There is so much more to say about all of this. There is more to say about all the things about Maggie very few people know about. There is more to say about her as a writer, what she cared about, how her new work as a blogger created new opportunities for her while at the same time throwing up roadblocks or planting landmines for a writer who could be at once brutally honest while totally taking liberties and exaggerating things for comic and literary effect (that’s called creative writing, people – PLEASE understand that).
There are volumes more to say about Maggie and what made her a rock star, not in the conventional sense – although she was indeed an actual rock star – but rather, a rock star of regular life. There is more to say about the tragedy of how she was cruelly and violently ripped away from us. There is more to say about how broken this has left many of us. We can’t fathom life without her. I can’t fathom life without her. I have no idea what my life is going to be now. My whole world has been turned upside down. We never did get married; we weren’t even boyfriend and girlfriend, at least not officially by the end. Yet somehow, I am now a widower — and a single parent with two “children” to boot. I need help walking the dogs. I cannot possibly do all this by myself. To coin a phrase, I can’t live like this.
I need to wake up from this horrible dream. I need my Maggie back.

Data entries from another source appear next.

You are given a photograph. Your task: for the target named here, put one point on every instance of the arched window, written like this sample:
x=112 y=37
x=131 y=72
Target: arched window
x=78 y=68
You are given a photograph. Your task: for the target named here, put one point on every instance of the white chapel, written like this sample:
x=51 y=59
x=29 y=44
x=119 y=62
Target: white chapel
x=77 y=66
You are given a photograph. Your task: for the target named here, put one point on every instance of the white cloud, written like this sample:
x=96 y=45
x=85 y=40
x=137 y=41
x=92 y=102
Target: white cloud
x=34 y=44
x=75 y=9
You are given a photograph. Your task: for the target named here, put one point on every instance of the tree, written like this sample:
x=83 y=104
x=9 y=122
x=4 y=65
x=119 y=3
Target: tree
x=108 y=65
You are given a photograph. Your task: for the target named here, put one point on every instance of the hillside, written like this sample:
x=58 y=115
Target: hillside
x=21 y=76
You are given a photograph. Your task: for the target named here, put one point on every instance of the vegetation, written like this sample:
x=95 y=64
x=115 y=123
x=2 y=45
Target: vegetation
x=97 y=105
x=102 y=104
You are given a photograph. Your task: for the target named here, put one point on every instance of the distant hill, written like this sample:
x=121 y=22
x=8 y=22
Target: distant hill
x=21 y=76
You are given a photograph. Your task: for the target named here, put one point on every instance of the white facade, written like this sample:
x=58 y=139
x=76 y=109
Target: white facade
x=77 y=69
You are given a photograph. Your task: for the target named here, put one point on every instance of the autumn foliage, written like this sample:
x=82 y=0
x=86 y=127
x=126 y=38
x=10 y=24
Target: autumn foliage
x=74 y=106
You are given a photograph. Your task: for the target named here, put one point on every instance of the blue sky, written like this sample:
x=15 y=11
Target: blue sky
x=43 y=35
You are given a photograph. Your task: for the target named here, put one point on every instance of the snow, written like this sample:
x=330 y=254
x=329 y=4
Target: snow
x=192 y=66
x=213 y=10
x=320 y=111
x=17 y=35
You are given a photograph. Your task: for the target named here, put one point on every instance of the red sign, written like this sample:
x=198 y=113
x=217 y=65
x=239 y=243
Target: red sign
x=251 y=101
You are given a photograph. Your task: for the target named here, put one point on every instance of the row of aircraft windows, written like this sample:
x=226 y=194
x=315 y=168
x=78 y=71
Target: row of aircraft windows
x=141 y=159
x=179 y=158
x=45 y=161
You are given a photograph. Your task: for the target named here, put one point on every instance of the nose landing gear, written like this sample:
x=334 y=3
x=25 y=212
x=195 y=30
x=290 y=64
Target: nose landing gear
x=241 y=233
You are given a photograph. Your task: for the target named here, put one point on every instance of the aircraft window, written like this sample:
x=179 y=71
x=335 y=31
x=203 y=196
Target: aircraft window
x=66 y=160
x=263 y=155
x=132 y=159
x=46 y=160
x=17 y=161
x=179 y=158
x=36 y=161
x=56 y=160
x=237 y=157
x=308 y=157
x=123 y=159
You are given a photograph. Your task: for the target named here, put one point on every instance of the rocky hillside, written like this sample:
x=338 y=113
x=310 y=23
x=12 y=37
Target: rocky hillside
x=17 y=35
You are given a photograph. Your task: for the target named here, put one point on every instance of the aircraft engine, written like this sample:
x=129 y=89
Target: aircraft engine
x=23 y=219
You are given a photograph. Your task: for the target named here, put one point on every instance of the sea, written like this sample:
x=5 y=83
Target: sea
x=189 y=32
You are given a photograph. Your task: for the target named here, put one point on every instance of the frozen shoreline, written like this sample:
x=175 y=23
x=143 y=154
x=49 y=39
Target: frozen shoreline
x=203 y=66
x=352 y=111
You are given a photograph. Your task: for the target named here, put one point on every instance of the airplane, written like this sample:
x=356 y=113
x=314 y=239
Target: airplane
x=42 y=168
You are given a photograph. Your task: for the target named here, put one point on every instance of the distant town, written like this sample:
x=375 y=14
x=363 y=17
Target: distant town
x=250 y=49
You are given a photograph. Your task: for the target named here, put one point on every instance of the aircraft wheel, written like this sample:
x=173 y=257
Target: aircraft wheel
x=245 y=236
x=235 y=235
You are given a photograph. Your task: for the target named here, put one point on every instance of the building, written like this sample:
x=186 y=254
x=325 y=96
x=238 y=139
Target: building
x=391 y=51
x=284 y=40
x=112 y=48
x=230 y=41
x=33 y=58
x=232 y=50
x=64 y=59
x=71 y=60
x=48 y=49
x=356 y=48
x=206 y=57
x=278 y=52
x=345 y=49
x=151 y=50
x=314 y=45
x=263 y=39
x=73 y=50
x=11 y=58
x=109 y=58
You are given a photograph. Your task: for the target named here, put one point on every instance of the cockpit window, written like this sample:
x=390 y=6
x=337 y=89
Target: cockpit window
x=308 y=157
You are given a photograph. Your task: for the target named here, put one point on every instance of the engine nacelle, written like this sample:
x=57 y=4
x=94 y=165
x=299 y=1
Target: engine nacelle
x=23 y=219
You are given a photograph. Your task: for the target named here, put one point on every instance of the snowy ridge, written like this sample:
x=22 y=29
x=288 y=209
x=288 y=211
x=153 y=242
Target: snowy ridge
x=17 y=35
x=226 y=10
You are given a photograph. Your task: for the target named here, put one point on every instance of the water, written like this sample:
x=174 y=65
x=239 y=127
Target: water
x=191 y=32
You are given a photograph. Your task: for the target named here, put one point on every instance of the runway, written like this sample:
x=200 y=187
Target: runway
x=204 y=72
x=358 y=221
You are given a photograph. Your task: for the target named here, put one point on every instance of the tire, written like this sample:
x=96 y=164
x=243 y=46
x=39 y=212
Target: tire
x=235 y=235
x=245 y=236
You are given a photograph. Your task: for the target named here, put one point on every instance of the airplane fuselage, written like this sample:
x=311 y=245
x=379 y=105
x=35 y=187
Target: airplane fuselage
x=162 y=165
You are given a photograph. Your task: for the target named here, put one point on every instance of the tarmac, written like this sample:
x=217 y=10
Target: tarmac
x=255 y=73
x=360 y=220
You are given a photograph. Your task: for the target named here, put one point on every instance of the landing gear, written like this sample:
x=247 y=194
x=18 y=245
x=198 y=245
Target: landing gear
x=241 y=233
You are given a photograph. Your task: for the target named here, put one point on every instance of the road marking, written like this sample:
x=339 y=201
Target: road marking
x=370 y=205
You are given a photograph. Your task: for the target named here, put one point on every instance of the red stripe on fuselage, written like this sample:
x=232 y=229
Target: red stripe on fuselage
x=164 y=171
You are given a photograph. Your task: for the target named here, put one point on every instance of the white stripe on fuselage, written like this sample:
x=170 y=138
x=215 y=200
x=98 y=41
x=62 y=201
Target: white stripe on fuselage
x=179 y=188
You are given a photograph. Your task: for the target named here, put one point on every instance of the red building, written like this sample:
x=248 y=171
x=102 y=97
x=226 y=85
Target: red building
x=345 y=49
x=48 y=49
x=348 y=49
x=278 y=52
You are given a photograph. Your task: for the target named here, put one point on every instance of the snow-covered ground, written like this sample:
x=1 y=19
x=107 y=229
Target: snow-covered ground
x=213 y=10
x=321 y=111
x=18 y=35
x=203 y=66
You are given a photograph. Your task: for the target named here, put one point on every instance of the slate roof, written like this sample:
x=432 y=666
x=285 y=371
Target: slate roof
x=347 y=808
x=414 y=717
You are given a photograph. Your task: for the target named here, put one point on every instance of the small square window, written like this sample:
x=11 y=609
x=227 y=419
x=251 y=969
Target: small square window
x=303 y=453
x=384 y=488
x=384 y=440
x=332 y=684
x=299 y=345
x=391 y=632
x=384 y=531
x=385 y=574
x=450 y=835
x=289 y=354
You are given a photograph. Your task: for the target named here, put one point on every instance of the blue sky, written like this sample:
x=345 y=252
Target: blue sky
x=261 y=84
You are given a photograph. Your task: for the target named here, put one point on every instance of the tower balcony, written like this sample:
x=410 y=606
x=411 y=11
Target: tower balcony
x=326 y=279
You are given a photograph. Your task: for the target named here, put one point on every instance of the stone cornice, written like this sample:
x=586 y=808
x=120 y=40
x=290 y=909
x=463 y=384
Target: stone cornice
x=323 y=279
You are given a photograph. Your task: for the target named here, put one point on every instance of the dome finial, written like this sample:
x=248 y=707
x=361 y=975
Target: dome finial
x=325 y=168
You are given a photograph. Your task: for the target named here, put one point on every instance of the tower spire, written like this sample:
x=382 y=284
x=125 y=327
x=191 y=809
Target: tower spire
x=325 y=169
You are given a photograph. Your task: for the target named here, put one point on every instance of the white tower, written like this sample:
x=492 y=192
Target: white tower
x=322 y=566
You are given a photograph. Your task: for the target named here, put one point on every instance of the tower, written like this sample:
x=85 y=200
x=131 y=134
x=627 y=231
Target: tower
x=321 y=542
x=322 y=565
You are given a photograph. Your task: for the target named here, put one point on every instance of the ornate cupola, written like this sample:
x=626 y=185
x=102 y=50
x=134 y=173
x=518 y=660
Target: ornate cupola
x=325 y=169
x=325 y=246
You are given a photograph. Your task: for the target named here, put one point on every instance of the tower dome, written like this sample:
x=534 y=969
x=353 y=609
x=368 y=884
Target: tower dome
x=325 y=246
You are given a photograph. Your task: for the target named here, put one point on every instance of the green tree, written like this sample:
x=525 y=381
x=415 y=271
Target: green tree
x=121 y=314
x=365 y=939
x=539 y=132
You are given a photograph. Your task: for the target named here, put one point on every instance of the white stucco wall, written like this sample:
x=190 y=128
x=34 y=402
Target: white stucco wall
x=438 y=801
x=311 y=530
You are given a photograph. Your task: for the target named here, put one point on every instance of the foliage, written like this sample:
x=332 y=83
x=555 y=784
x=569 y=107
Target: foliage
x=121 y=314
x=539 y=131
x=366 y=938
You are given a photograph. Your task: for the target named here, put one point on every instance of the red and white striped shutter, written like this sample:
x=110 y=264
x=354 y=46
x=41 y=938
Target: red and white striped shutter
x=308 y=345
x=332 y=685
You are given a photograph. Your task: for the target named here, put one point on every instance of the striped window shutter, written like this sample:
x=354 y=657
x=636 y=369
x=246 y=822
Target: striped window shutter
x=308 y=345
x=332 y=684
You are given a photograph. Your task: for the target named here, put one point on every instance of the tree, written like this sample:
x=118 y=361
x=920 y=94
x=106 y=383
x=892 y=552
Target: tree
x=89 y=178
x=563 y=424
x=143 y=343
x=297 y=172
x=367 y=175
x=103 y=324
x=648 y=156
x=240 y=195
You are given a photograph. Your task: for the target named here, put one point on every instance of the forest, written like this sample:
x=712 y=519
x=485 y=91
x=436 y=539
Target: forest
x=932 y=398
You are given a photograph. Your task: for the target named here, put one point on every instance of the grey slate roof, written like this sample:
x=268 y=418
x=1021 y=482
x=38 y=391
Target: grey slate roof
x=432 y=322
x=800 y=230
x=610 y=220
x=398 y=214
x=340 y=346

This wasn’t in the script.
Get me rewrite.
(P.S. And now I also realize I have lost my editor. Maggie was my reader on everything I wrote the past two years. She was brutally honest. And of course, she was always right. Fortunately, I’m a pretty good writer, so she didn’t have all that much to say too critically — just typically some very helpful comments. Then again, I know she would have probably hated what i just wrote and told me not to let it see the light of day. Well, Maggie, I’ll make a deal — you come back, and I will delete this.)